Prenatal hormonal theory
The hormonal theory of sexuality holds that, just as exposure to certain hormones plays a role in fetal sex differentiation, such exposure also influences the sexual orientation that emerges later in the adult.[176][177]
Prenatal stress
It has been hypothesized that prenatal stress (stress to the mother during pregnancy) can increase the probability that the child be homosexual.[178][179][180]
Physiological differences in gay men and lesbians
Recent studies have found notable differences between the physiology of gay people and non-gay people. There is evidence that:
- The average size of the INAH-3 in the brains of gay men is approximately the same size as INAH 3 in women, which is significantly smaller, and the cells more densely packed, than in heterosexual men's brains.[3]
- The suprachiasmatic nucleus was found by Swaab and Hopffman to be larger in gay men than in non-gay men,[181] the suprachiasmatic nucleus is also known to be larger in men than in women.[182]
- The anterior commissure is larger in women than men and was reported to be larger in gay men than in non-gay men,[183] but a subsequent study found no such difference.[184]
- Gay men report, on an average, slightly longer and thicker penises than non-gay men.[185]
- Gay men's brains respond differently to fluoxetine, a selective serotonin reuptake inhibitor.[186]
- The functioning of the inner ear and the central auditory system in lesbians and bisexual women are more like the functional properties found in men than in non-gay women (the researchers argued this finding was consistent with the prenatal hormonal theory of sexual orientation).[187]
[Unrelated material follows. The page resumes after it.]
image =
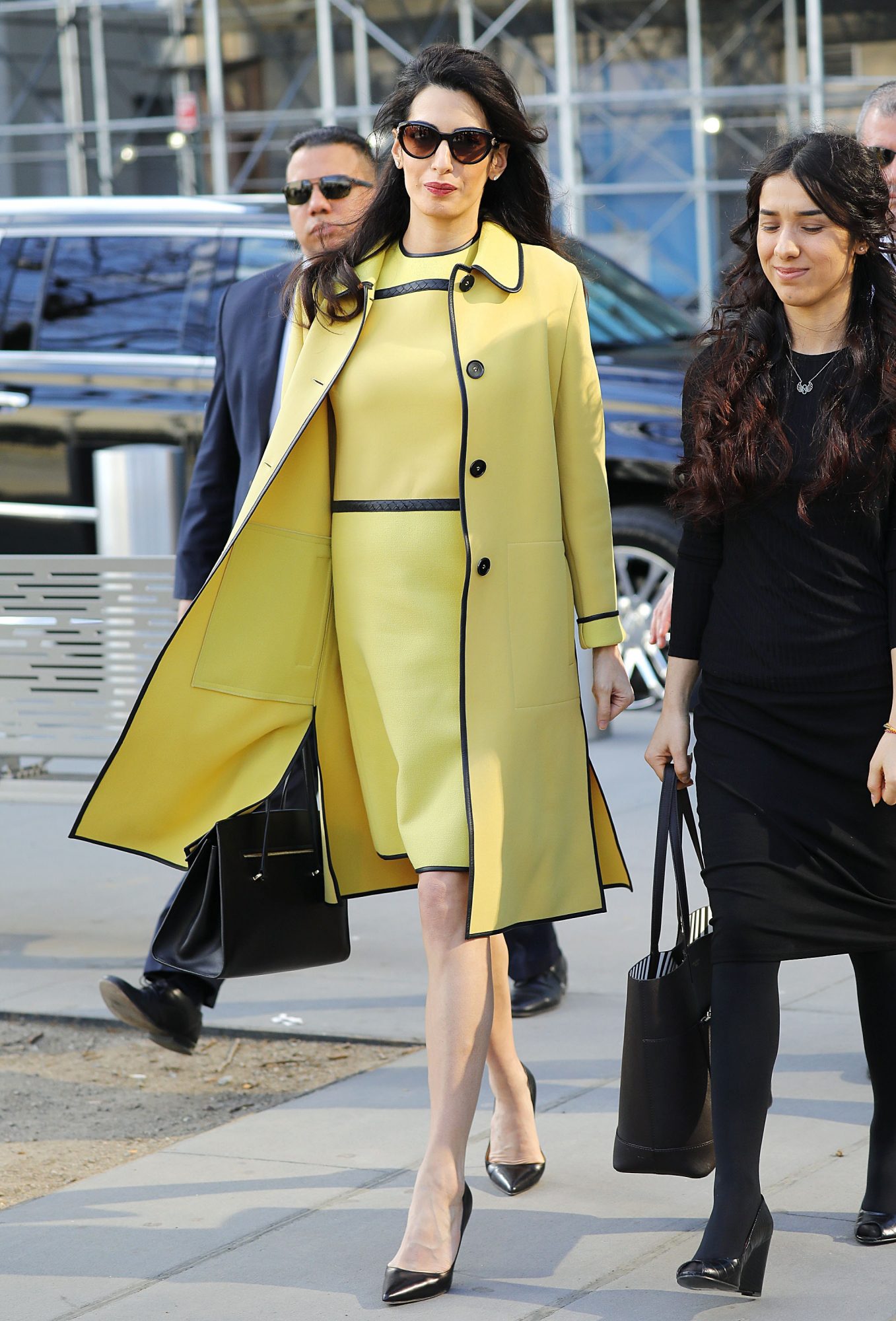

- The startle response (eyeblink following a loud sound) is similarly masculinized in lesbians and bisexual women.[188]
- Three regions of the brain (medial prefrontal cortex, left hippocampus, and right amygdala) are more active in gay men than non-gay men when exposed to sexually arousing material.[189]
- Gay and non-gay people emit different armpit odors.[190]
- Gay men are more likely to have a counter-clockwise hair whorl pattern.[191]
- Gay and non-gay people's brains respond differently to two human sex pheromones (AND, found in male armpit secretions, and EST, found in female urine).[192][193][194]
- Finger length ratios between the index and ring fingers may be different between non-gay and lesbian women.[195][196][187][197][198][199]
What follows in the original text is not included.